Cloud.gov experienced a notice incident on October 2, 2023 affecting Applications and API, lasting 2d 17h. The incident has been resolved; the full update timeline is below.

Started
Oct 02, 2023, 07:22 PM UTC
Resolved
Oct 05, 2023, 12:48 PM UTC
Duration
2d 17h
Detected by Pingoru
Oct 02, 2023, 07:22 PM UTC

Affected components

ApplicationsAPI

Update timeline

  1. identified Oct 02, 2023, 07:22 PM UTC

    Twice today the cloud.gov platform experienced high amounts of internal traffic on the platform which caused some customer applications to experience HTTP 504 messages while accessing their applications. These where brief periods of time, around 4 minutes each time, and the platform recovered automatically. At no time did customers applications stop or go down on the platform. At this time the cloud.gov support team has identified the issue, is monitoring for future events, and working on implementing a solution into production to mitigate future events. At this time the platform is fully available.

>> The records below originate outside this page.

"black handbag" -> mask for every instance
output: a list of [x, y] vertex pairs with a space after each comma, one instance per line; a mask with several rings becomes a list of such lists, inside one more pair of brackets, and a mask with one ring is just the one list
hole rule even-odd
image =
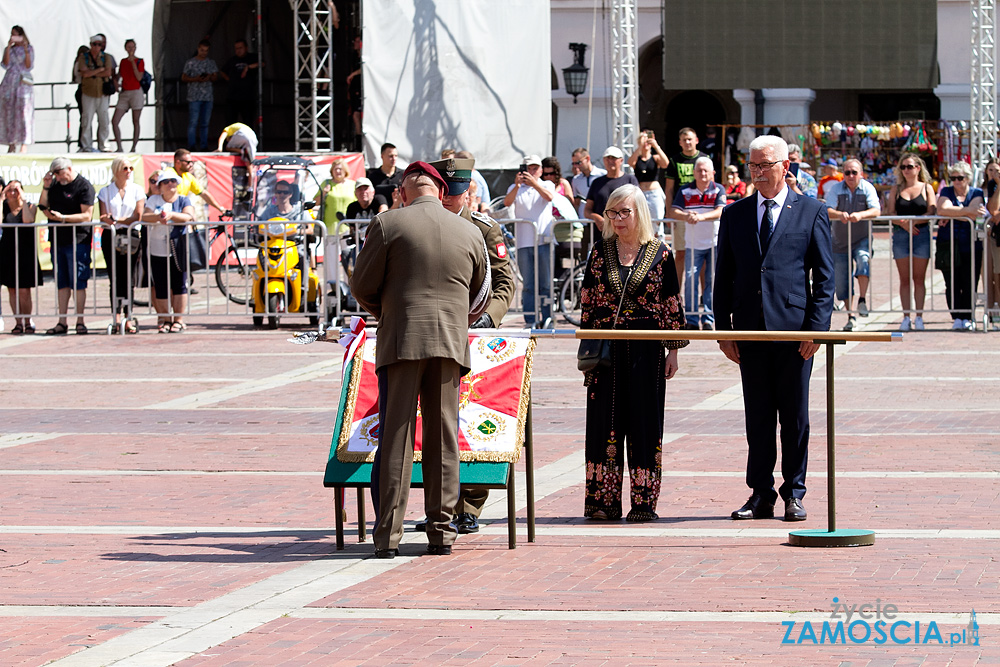
[[607, 338], [586, 338], [576, 351], [576, 368], [584, 373], [598, 368], [611, 368], [611, 341]]
[[[622, 311], [627, 286], [628, 281], [625, 281], [622, 285], [622, 298], [618, 300], [618, 310], [615, 311], [615, 321], [611, 324], [612, 329], [618, 325], [618, 313]], [[607, 338], [584, 338], [576, 351], [576, 369], [590, 373], [599, 368], [611, 368], [611, 341]]]

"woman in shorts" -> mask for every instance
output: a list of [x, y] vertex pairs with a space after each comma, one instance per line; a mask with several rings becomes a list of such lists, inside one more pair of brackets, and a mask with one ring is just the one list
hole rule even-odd
[[[912, 153], [896, 165], [896, 185], [886, 198], [886, 215], [934, 215], [937, 196], [924, 161]], [[927, 264], [931, 257], [929, 220], [892, 221], [892, 257], [899, 271], [899, 301], [903, 306], [900, 331], [924, 328], [924, 299], [927, 294]], [[913, 284], [915, 310], [910, 310], [910, 284]], [[913, 319], [910, 313], [913, 312]]]
[[146, 94], [142, 90], [139, 82], [146, 71], [146, 65], [142, 58], [135, 57], [135, 40], [125, 40], [125, 52], [128, 56], [118, 63], [118, 75], [121, 77], [121, 89], [118, 92], [118, 104], [115, 105], [115, 115], [111, 117], [111, 129], [115, 133], [115, 143], [118, 144], [118, 152], [122, 152], [122, 132], [118, 127], [122, 116], [129, 109], [132, 110], [132, 149], [139, 143], [139, 116], [142, 115], [142, 107], [146, 104]]

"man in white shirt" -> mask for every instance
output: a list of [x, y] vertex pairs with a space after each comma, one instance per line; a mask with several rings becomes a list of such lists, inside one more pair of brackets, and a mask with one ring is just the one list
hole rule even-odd
[[[525, 324], [533, 326], [537, 314], [541, 317], [541, 328], [548, 329], [552, 326], [552, 247], [549, 240], [552, 237], [552, 199], [556, 190], [551, 181], [544, 181], [541, 176], [542, 159], [537, 155], [526, 155], [521, 170], [514, 179], [514, 185], [510, 186], [504, 196], [503, 204], [514, 207], [515, 219], [534, 223], [519, 222], [515, 225], [517, 266], [524, 278], [521, 307], [524, 310]], [[536, 291], [539, 296], [538, 313], [535, 309]]]
[[684, 310], [688, 329], [698, 328], [698, 276], [704, 271], [705, 289], [702, 301], [701, 328], [711, 331], [715, 326], [712, 312], [712, 276], [715, 274], [715, 246], [719, 240], [719, 218], [726, 206], [726, 191], [715, 182], [712, 158], [700, 157], [694, 163], [694, 181], [682, 184], [674, 197], [671, 217], [682, 222], [687, 253], [685, 255]]
[[590, 161], [590, 152], [586, 148], [577, 148], [573, 151], [573, 169], [575, 173], [570, 185], [573, 187], [573, 202], [576, 204], [580, 217], [584, 218], [583, 207], [587, 205], [587, 193], [590, 191], [590, 184], [598, 176], [604, 176], [608, 172], [595, 167]]

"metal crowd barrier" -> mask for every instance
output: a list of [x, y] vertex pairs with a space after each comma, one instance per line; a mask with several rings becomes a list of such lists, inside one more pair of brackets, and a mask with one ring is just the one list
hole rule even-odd
[[[192, 223], [169, 223], [160, 225], [157, 223], [134, 222], [128, 227], [114, 228], [108, 227], [99, 222], [86, 222], [75, 224], [3, 224], [0, 223], [0, 232], [3, 235], [12, 234], [10, 241], [3, 241], [6, 252], [11, 255], [0, 257], [0, 261], [12, 261], [14, 264], [15, 290], [27, 289], [25, 296], [30, 296], [30, 312], [19, 312], [21, 302], [18, 302], [14, 312], [10, 313], [14, 318], [58, 318], [67, 317], [67, 326], [70, 331], [74, 325], [69, 318], [74, 317], [110, 317], [114, 320], [116, 312], [122, 313], [123, 321], [138, 316], [156, 316], [161, 319], [215, 319], [215, 318], [235, 318], [243, 319], [247, 325], [256, 319], [260, 324], [271, 324], [271, 318], [277, 324], [280, 318], [307, 318], [310, 325], [319, 326], [327, 314], [327, 296], [323, 289], [325, 279], [322, 270], [316, 270], [318, 277], [318, 292], [316, 301], [312, 302], [313, 307], [306, 306], [301, 312], [290, 313], [287, 310], [276, 309], [274, 303], [266, 298], [261, 298], [260, 312], [254, 312], [254, 269], [257, 265], [258, 254], [269, 240], [281, 238], [277, 233], [268, 232], [265, 228], [264, 234], [256, 234], [254, 228], [262, 223], [259, 221], [234, 221], [234, 222], [192, 222]], [[264, 223], [265, 225], [267, 223]], [[302, 238], [297, 241], [297, 249], [300, 252], [300, 266], [287, 267], [289, 271], [300, 271], [304, 280], [308, 280], [308, 272], [305, 267], [315, 264], [315, 249], [322, 245], [325, 236], [325, 228], [322, 223], [313, 220], [290, 221], [289, 224], [307, 226], [302, 229]], [[184, 297], [180, 293], [183, 289], [178, 289], [176, 285], [177, 271], [165, 271], [166, 287], [168, 298], [163, 302], [152, 298], [153, 286], [150, 280], [150, 268], [155, 264], [168, 265], [175, 262], [173, 255], [165, 256], [164, 247], [168, 251], [172, 250], [169, 242], [169, 231], [163, 234], [166, 238], [154, 240], [151, 232], [158, 227], [165, 227], [168, 230], [174, 228], [188, 228], [188, 234], [184, 238], [190, 239], [194, 234], [202, 235], [206, 240], [206, 265], [196, 271], [192, 271], [192, 253], [186, 253], [184, 266], [178, 267], [174, 264], [174, 269], [183, 268], [190, 282], [186, 287], [189, 294]], [[75, 230], [88, 229], [93, 231], [93, 239], [87, 250], [83, 249], [83, 239], [77, 239]], [[27, 229], [32, 232], [25, 234]], [[56, 229], [74, 230], [67, 233], [70, 236], [68, 242], [57, 238], [54, 233]], [[308, 236], [306, 235], [308, 232]], [[81, 233], [82, 235], [82, 233]], [[151, 244], [152, 241], [152, 244]], [[176, 247], [178, 240], [173, 246]], [[54, 254], [66, 252], [67, 243], [71, 246], [69, 255], [73, 258], [70, 270], [76, 275], [80, 268], [86, 268], [90, 276], [87, 287], [82, 295], [74, 294], [75, 283], [72, 277], [60, 275], [59, 262], [52, 262]], [[25, 244], [30, 244], [31, 248], [25, 248]], [[49, 252], [45, 252], [46, 244]], [[165, 245], [164, 245], [165, 244]], [[151, 247], [151, 245], [153, 247]], [[303, 253], [305, 256], [303, 256]], [[306, 261], [308, 257], [308, 261]], [[103, 260], [103, 261], [101, 261]], [[23, 263], [32, 261], [34, 266], [29, 270], [31, 280], [34, 285], [21, 287], [21, 273], [24, 270]], [[63, 267], [65, 268], [65, 267]], [[101, 272], [101, 269], [105, 271]], [[51, 275], [47, 275], [51, 270]], [[124, 272], [124, 280], [122, 280]], [[66, 290], [61, 296], [63, 305], [60, 306], [60, 290], [58, 289], [59, 279], [70, 284], [71, 288]], [[67, 282], [68, 281], [68, 282]], [[43, 282], [44, 284], [38, 284]], [[282, 281], [286, 300], [291, 300], [290, 287], [288, 281]], [[104, 291], [107, 285], [109, 292]], [[305, 283], [308, 288], [308, 283]], [[191, 289], [193, 288], [193, 289]], [[109, 294], [110, 298], [105, 297]], [[176, 295], [177, 298], [174, 298]], [[307, 297], [305, 293], [303, 297]], [[82, 297], [77, 299], [77, 297]], [[75, 307], [74, 307], [75, 304]], [[102, 324], [111, 330], [111, 324]], [[47, 328], [38, 325], [37, 332], [40, 333]], [[119, 327], [121, 333], [125, 332], [125, 327]]]
[[[994, 280], [1000, 277], [1000, 272], [998, 272], [1000, 266], [997, 265], [997, 262], [993, 258], [994, 249], [991, 247], [991, 244], [995, 242], [989, 235], [989, 225], [977, 224], [974, 220], [968, 218], [881, 216], [872, 220], [873, 224], [868, 225], [869, 247], [873, 253], [884, 252], [887, 257], [891, 257], [891, 240], [889, 238], [891, 236], [891, 228], [888, 225], [891, 225], [893, 221], [903, 221], [907, 225], [922, 224], [923, 221], [926, 221], [928, 224], [934, 225], [936, 222], [942, 220], [957, 220], [969, 223], [974, 230], [974, 234], [971, 235], [968, 246], [963, 244], [962, 247], [958, 247], [956, 244], [948, 244], [947, 247], [944, 247], [943, 244], [938, 244], [936, 239], [932, 239], [931, 257], [927, 260], [928, 266], [924, 270], [922, 281], [919, 277], [916, 277], [916, 280], [909, 280], [907, 283], [901, 284], [899, 279], [900, 267], [895, 261], [885, 264], [887, 267], [886, 270], [889, 272], [885, 280], [879, 280], [877, 272], [872, 271], [866, 295], [868, 302], [870, 304], [887, 303], [889, 307], [882, 309], [870, 307], [869, 310], [873, 313], [902, 313], [902, 300], [900, 297], [905, 290], [909, 292], [910, 296], [911, 308], [908, 310], [914, 311], [916, 310], [917, 284], [922, 284], [926, 294], [923, 308], [924, 313], [949, 313], [953, 317], [955, 314], [964, 315], [964, 313], [968, 312], [969, 315], [967, 317], [963, 316], [960, 319], [970, 319], [973, 322], [977, 322], [977, 324], [981, 324], [984, 331], [988, 331], [991, 318], [994, 323], [1000, 321], [1000, 306], [997, 305], [997, 302], [1000, 301], [1000, 293], [998, 293], [997, 284], [994, 282]], [[352, 315], [363, 315], [362, 309], [350, 295], [349, 281], [350, 274], [353, 271], [353, 262], [357, 256], [357, 250], [364, 239], [364, 228], [370, 221], [345, 220], [342, 224], [346, 229], [340, 230], [341, 233], [334, 235], [327, 235], [325, 226], [321, 222], [313, 220], [295, 222], [312, 226], [312, 240], [307, 244], [309, 246], [308, 254], [310, 262], [320, 280], [319, 303], [316, 306], [317, 310], [315, 312], [274, 312], [272, 308], [273, 304], [268, 304], [266, 299], [262, 299], [262, 311], [254, 313], [252, 272], [256, 265], [261, 243], [266, 243], [268, 238], [266, 236], [256, 238], [253, 233], [253, 228], [261, 223], [259, 221], [232, 221], [226, 223], [201, 221], [194, 223], [171, 223], [168, 225], [168, 227], [188, 226], [192, 228], [192, 232], [196, 230], [197, 233], [204, 235], [207, 241], [206, 245], [209, 246], [209, 262], [205, 268], [192, 272], [190, 270], [191, 257], [188, 254], [187, 265], [184, 268], [186, 269], [186, 273], [193, 278], [191, 286], [194, 290], [190, 290], [191, 293], [186, 303], [182, 299], [179, 299], [177, 303], [171, 303], [168, 300], [166, 305], [160, 304], [162, 312], [159, 313], [159, 316], [167, 318], [177, 316], [193, 318], [243, 318], [248, 324], [252, 322], [253, 318], [260, 318], [258, 321], [261, 323], [267, 322], [270, 324], [270, 318], [296, 318], [303, 316], [310, 319], [310, 324], [315, 319], [315, 321], [318, 321], [318, 326], [323, 328], [332, 323], [342, 324], [348, 321]], [[518, 224], [527, 225], [527, 227], [522, 227], [522, 230], [528, 230], [537, 247], [539, 241], [538, 230], [533, 222], [528, 220], [499, 220], [498, 223], [505, 228], [512, 228]], [[669, 234], [665, 234], [663, 237], [668, 242], [673, 240], [673, 226], [675, 224], [682, 224], [670, 219], [654, 220], [653, 223], [654, 225], [663, 223], [665, 228], [669, 227]], [[568, 237], [561, 236], [558, 228], [559, 225], [566, 225], [575, 231], [569, 234]], [[14, 318], [57, 318], [61, 315], [70, 317], [77, 315], [78, 310], [80, 315], [88, 318], [98, 316], [112, 316], [113, 318], [116, 310], [124, 312], [126, 318], [134, 318], [138, 315], [157, 315], [153, 299], [150, 298], [148, 268], [152, 253], [149, 244], [143, 243], [138, 250], [133, 247], [134, 244], [139, 242], [138, 230], [142, 228], [151, 229], [154, 226], [151, 223], [136, 222], [129, 225], [128, 228], [114, 229], [97, 222], [60, 225], [45, 222], [30, 225], [0, 223], [0, 232], [3, 234], [13, 233], [12, 241], [7, 240], [4, 242], [4, 247], [8, 253], [12, 253], [12, 256], [9, 259], [8, 257], [2, 257], [0, 261], [13, 262], [13, 273], [15, 276], [14, 289], [27, 290], [26, 292], [20, 292], [25, 300], [18, 301], [12, 310], [10, 310], [9, 316]], [[24, 232], [27, 228], [34, 230], [33, 233], [25, 234]], [[92, 291], [93, 294], [86, 295], [80, 303], [76, 303], [76, 295], [70, 293], [63, 295], [65, 303], [62, 307], [59, 305], [59, 290], [57, 289], [57, 285], [59, 278], [62, 276], [58, 275], [56, 267], [52, 266], [51, 253], [52, 251], [58, 251], [61, 244], [52, 232], [53, 228], [90, 228], [94, 232], [95, 238], [92, 242], [89, 259], [86, 260], [86, 266], [90, 271], [87, 289], [88, 291]], [[20, 232], [17, 230], [20, 230]], [[931, 228], [931, 231], [932, 236], [936, 236], [934, 227]], [[553, 236], [542, 239], [542, 245], [548, 248], [547, 261], [549, 263], [550, 275], [553, 276], [547, 284], [541, 284], [540, 281], [535, 281], [536, 284], [532, 286], [525, 286], [523, 284], [523, 278], [517, 267], [524, 260], [518, 260], [516, 243], [513, 235], [508, 233], [507, 241], [510, 248], [510, 257], [515, 266], [515, 273], [520, 283], [520, 289], [534, 289], [535, 291], [536, 324], [543, 324], [541, 309], [544, 299], [545, 303], [552, 304], [553, 319], [561, 316], [566, 322], [579, 326], [579, 288], [583, 281], [583, 269], [587, 254], [599, 232], [596, 229], [595, 223], [590, 220], [558, 221], [555, 232]], [[107, 262], [107, 258], [105, 258], [105, 265], [102, 266], [100, 262], [100, 258], [103, 255], [100, 252], [101, 245], [105, 248], [117, 248], [119, 246], [118, 237], [123, 234], [127, 236], [127, 239], [122, 241], [122, 246], [126, 249], [127, 256], [132, 258], [132, 261], [123, 263], [118, 259], [118, 261]], [[107, 235], [105, 243], [99, 244], [97, 237], [104, 235]], [[77, 240], [76, 233], [70, 236], [71, 240], [69, 243], [72, 246], [72, 250], [70, 251], [71, 256], [77, 257], [78, 253], [82, 253], [81, 259], [83, 259], [87, 255], [78, 249], [81, 241]], [[557, 240], [557, 236], [567, 240], [560, 242]], [[848, 242], [849, 244], [853, 243], [853, 239], [850, 239], [850, 236], [848, 236]], [[21, 247], [25, 243], [31, 243], [34, 246], [35, 250], [33, 253]], [[45, 252], [46, 243], [50, 246], [50, 252]], [[325, 252], [320, 253], [320, 248], [325, 248]], [[910, 276], [913, 276], [914, 268], [919, 268], [919, 266], [915, 267], [916, 262], [913, 257], [912, 248], [913, 237], [911, 236], [910, 252], [908, 253], [905, 265]], [[934, 268], [934, 259], [939, 250], [942, 253], [942, 265], [947, 266], [947, 271], [944, 273], [946, 290], [945, 303], [943, 304], [940, 301], [940, 295], [935, 294], [934, 290], [930, 289], [930, 286], [933, 284], [933, 271], [938, 270]], [[690, 249], [687, 249], [687, 251], [690, 253]], [[116, 251], [109, 254], [112, 257], [118, 257]], [[539, 255], [542, 254], [544, 253], [535, 253], [534, 264], [532, 266], [535, 275], [539, 274]], [[321, 255], [324, 256], [322, 268], [320, 268], [318, 262]], [[22, 288], [20, 285], [21, 276], [25, 270], [22, 263], [26, 261], [26, 258], [30, 257], [38, 258], [34, 268], [29, 270], [32, 278], [29, 282], [34, 284], [29, 284], [26, 288]], [[688, 258], [686, 257], [685, 259], [687, 260]], [[715, 274], [714, 259], [715, 254], [713, 253], [711, 255], [713, 263], [711, 273], [713, 278]], [[849, 297], [852, 297], [856, 292], [855, 279], [853, 278], [854, 272], [851, 270], [850, 263], [848, 266], [850, 274]], [[126, 272], [127, 280], [125, 284], [128, 286], [128, 289], [125, 290], [126, 293], [119, 294], [122, 290], [118, 287], [120, 282], [118, 280], [118, 273], [123, 267]], [[99, 273], [101, 268], [106, 268], [106, 274]], [[51, 271], [51, 275], [48, 275], [49, 271]], [[172, 280], [170, 273], [167, 272], [167, 287], [168, 292], [173, 292], [174, 286], [170, 283]], [[687, 276], [685, 288], [682, 290], [684, 293], [688, 293], [692, 287], [690, 281], [693, 274], [691, 272], [688, 273], [690, 275]], [[38, 279], [41, 279], [44, 284], [39, 285], [38, 282], [40, 281]], [[110, 283], [110, 299], [102, 296], [102, 286], [105, 281]], [[965, 285], [968, 285], [968, 289], [962, 290], [961, 288]], [[706, 285], [705, 292], [710, 293], [710, 290], [711, 286]], [[67, 296], [70, 298], [67, 299]], [[962, 300], [956, 303], [956, 299]], [[28, 301], [31, 304], [31, 312], [19, 312], [22, 308], [26, 308]], [[690, 296], [685, 298], [685, 309], [688, 314], [697, 312], [698, 316], [701, 317], [706, 313], [711, 313], [711, 310], [705, 308], [703, 304], [699, 304], [695, 308], [692, 307], [693, 304], [690, 302]], [[115, 305], [112, 306], [112, 304]], [[515, 313], [522, 312], [520, 304], [521, 301], [515, 299], [512, 303], [511, 311]], [[856, 313], [856, 310], [849, 312]], [[47, 327], [38, 326], [38, 328], [44, 330]], [[73, 327], [70, 325], [69, 328], [72, 330]], [[124, 331], [124, 327], [121, 330]]]
[[[922, 312], [932, 314], [948, 314], [952, 319], [967, 319], [976, 322], [976, 313], [983, 308], [982, 320], [985, 324], [987, 312], [987, 295], [980, 291], [980, 286], [988, 285], [989, 275], [983, 275], [983, 240], [986, 239], [986, 229], [982, 222], [958, 217], [952, 218], [941, 215], [933, 216], [879, 216], [872, 218], [868, 227], [868, 247], [871, 255], [870, 276], [868, 292], [865, 295], [868, 304], [885, 303], [887, 308], [874, 308], [869, 305], [872, 313], [899, 313], [900, 315], [911, 312]], [[965, 223], [971, 228], [968, 243], [939, 243], [938, 230], [944, 223]], [[902, 224], [900, 224], [902, 223]], [[839, 221], [832, 221], [831, 224], [842, 224]], [[923, 258], [913, 256], [914, 236], [911, 234], [908, 239], [908, 250], [905, 258], [897, 258], [892, 252], [892, 234], [895, 227], [900, 226], [907, 229], [916, 228], [919, 225], [928, 224], [928, 232], [931, 235], [930, 257], [926, 259], [926, 266], [923, 267], [923, 275], [918, 276]], [[954, 230], [955, 225], [951, 225]], [[986, 239], [989, 240], [989, 239]], [[854, 239], [851, 238], [850, 227], [848, 227], [848, 298], [845, 301], [845, 309], [852, 315], [857, 315], [857, 309], [850, 308], [854, 297], [857, 295], [854, 278], [854, 264], [852, 260]], [[885, 270], [888, 275], [884, 280], [878, 280], [874, 270], [874, 255], [879, 252], [886, 253], [885, 256], [892, 261], [885, 263]], [[900, 265], [897, 260], [905, 259], [904, 265]], [[902, 277], [902, 269], [906, 268], [907, 277]], [[940, 295], [932, 289], [934, 281], [934, 271], [940, 271], [945, 282], [944, 303], [941, 303]], [[885, 275], [885, 274], [883, 274]], [[981, 283], [982, 280], [982, 283]], [[924, 307], [917, 308], [917, 297], [923, 293]], [[908, 298], [906, 298], [908, 297]], [[909, 303], [908, 308], [903, 308], [904, 302]], [[988, 330], [984, 326], [984, 330]]]
[[[298, 229], [294, 234], [283, 232], [282, 229], [286, 225], [297, 226]], [[171, 240], [170, 231], [164, 233], [157, 229], [163, 227], [167, 230], [187, 228], [187, 233], [182, 238], [189, 243], [194, 235], [201, 235], [206, 249], [205, 266], [192, 271], [193, 253], [188, 250], [184, 253], [184, 265], [178, 267], [175, 251], [181, 239]], [[154, 234], [163, 238], [156, 238]], [[165, 224], [134, 222], [128, 226], [127, 235], [128, 256], [136, 258], [136, 261], [129, 262], [126, 267], [127, 285], [132, 289], [126, 297], [130, 311], [134, 312], [136, 307], [145, 308], [139, 312], [147, 315], [155, 314], [158, 319], [174, 319], [180, 316], [236, 317], [247, 320], [248, 323], [252, 322], [256, 326], [264, 326], [266, 323], [270, 328], [276, 328], [282, 318], [306, 318], [310, 326], [319, 327], [326, 317], [325, 280], [322, 271], [317, 268], [316, 258], [317, 249], [322, 247], [326, 235], [326, 228], [322, 222], [312, 219], [271, 223], [259, 220]], [[279, 294], [284, 297], [283, 301], [279, 297], [269, 298], [267, 283], [259, 269], [260, 264], [266, 261], [269, 254], [268, 243], [272, 240], [293, 242], [295, 244], [293, 247], [299, 254], [297, 264], [288, 266], [282, 264], [285, 250], [281, 245], [270, 254], [272, 261], [278, 261], [279, 269], [283, 268], [283, 274], [271, 278], [280, 283]], [[138, 251], [135, 247], [137, 243]], [[153, 246], [156, 246], [155, 252]], [[169, 251], [169, 255], [165, 256], [163, 254], [165, 251]], [[163, 273], [164, 260], [167, 263], [165, 278], [168, 298], [160, 300], [154, 295], [154, 276], [156, 273]], [[159, 265], [159, 271], [156, 265]], [[183, 271], [178, 271], [178, 268]], [[315, 272], [318, 280], [318, 291], [314, 301], [308, 299], [310, 272]], [[185, 286], [188, 287], [187, 298], [184, 298], [184, 289], [177, 289], [178, 273], [190, 277], [190, 287]], [[144, 279], [143, 274], [149, 277], [148, 281]], [[300, 285], [297, 296], [292, 293], [296, 278]], [[117, 284], [113, 275], [111, 280], [112, 284]], [[136, 299], [137, 288], [148, 289], [149, 298]], [[290, 312], [288, 307], [294, 298], [298, 298], [301, 306], [299, 310]], [[255, 304], [258, 303], [259, 309], [255, 308]]]

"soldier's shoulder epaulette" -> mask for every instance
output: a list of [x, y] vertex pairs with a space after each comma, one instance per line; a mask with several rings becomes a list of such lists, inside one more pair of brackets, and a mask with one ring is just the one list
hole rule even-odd
[[492, 227], [493, 225], [496, 224], [493, 218], [486, 215], [485, 213], [480, 213], [479, 211], [470, 211], [470, 213], [472, 214], [473, 218], [475, 218], [478, 222], [483, 223], [487, 227]]

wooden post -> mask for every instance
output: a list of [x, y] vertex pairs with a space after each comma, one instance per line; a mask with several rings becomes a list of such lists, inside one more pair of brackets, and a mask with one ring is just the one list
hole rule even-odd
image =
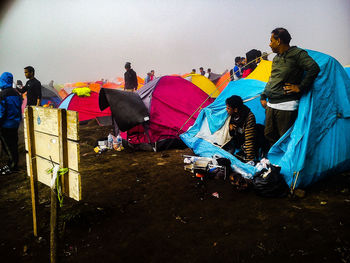
[[30, 176], [30, 190], [32, 195], [32, 210], [33, 210], [33, 232], [34, 236], [38, 236], [37, 230], [37, 213], [38, 207], [38, 175], [36, 168], [35, 157], [35, 141], [34, 141], [34, 119], [33, 108], [27, 107], [25, 110], [26, 126], [27, 126], [27, 143], [28, 143], [28, 157], [29, 157], [29, 176]]
[[[58, 110], [58, 140], [59, 140], [59, 160], [60, 168], [68, 167], [68, 148], [67, 148], [67, 112], [64, 109]], [[69, 189], [68, 174], [61, 178], [62, 192]], [[56, 189], [58, 191], [58, 189]], [[58, 218], [58, 199], [56, 193], [51, 190], [51, 217], [50, 217], [50, 259], [51, 263], [56, 262], [57, 258], [57, 218]]]
[[57, 255], [57, 218], [58, 218], [57, 194], [51, 189], [51, 216], [50, 216], [50, 262], [56, 263]]

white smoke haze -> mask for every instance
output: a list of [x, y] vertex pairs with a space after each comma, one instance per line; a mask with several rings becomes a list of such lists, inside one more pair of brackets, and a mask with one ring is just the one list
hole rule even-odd
[[42, 83], [96, 81], [127, 61], [141, 77], [222, 73], [252, 48], [271, 52], [276, 27], [345, 65], [349, 26], [349, 0], [17, 0], [1, 18], [0, 73], [24, 81], [32, 65]]

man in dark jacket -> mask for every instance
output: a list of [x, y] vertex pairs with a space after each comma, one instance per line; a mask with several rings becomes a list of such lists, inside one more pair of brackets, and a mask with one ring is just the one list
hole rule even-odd
[[231, 116], [229, 132], [232, 139], [223, 147], [224, 150], [237, 153], [243, 161], [254, 161], [256, 155], [256, 123], [255, 116], [243, 104], [240, 96], [233, 95], [226, 99], [226, 111]]
[[1, 175], [16, 171], [18, 163], [18, 127], [22, 119], [22, 98], [12, 88], [12, 83], [12, 74], [4, 72], [0, 77], [0, 139], [9, 160], [1, 168]]
[[270, 146], [293, 125], [301, 95], [310, 89], [320, 72], [305, 50], [289, 46], [290, 40], [291, 36], [284, 28], [271, 32], [270, 47], [277, 55], [272, 62], [270, 80], [260, 98], [266, 109], [265, 137]]
[[17, 88], [20, 93], [27, 92], [27, 106], [40, 106], [41, 83], [34, 77], [35, 70], [32, 66], [24, 68], [24, 75], [28, 79], [23, 88]]
[[126, 72], [124, 73], [124, 90], [128, 91], [134, 91], [137, 89], [137, 75], [136, 72], [131, 68], [131, 63], [126, 62], [125, 64], [125, 70]]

  2. identified Oct 03, 2023, 11:49 AM UTC

    7:45 EDT update - the cloud.gov support team is aware of another traffic spike yesterday evening and is working on a solution to the issue. Currently that solution is in deployment/testing in lower environments and the team expects to deploy the fix into production later on today.

  3. monitoring Oct 03, 2023, 04:33 PM UTC

    The cloud.gov support team has deployed a fix to production and will be monitoring the system for the rest of the day.

  4. monitoring Oct 03, 2023, 08:17 PM UTC

    16:15 EDT update - the cloud.gov team is still seeing some spikes in traffic after the production roll-out. The team is working on an additional fix that will be deployed once it passes testing in lower environments. We will update this incident once this additional fix is deployed to production.

  5. monitoring Oct 04, 2023, 11:59 AM UTC

    8 AM EDT update - the cloud.gov support has deployed the additional fix to production and is now monitoring the system.

  6. resolved Oct 05, 2023, 12:48 PM UTC

    Since implementing the second production fix yesterday, the platform has been stable and working now as expected. We are closing this incident.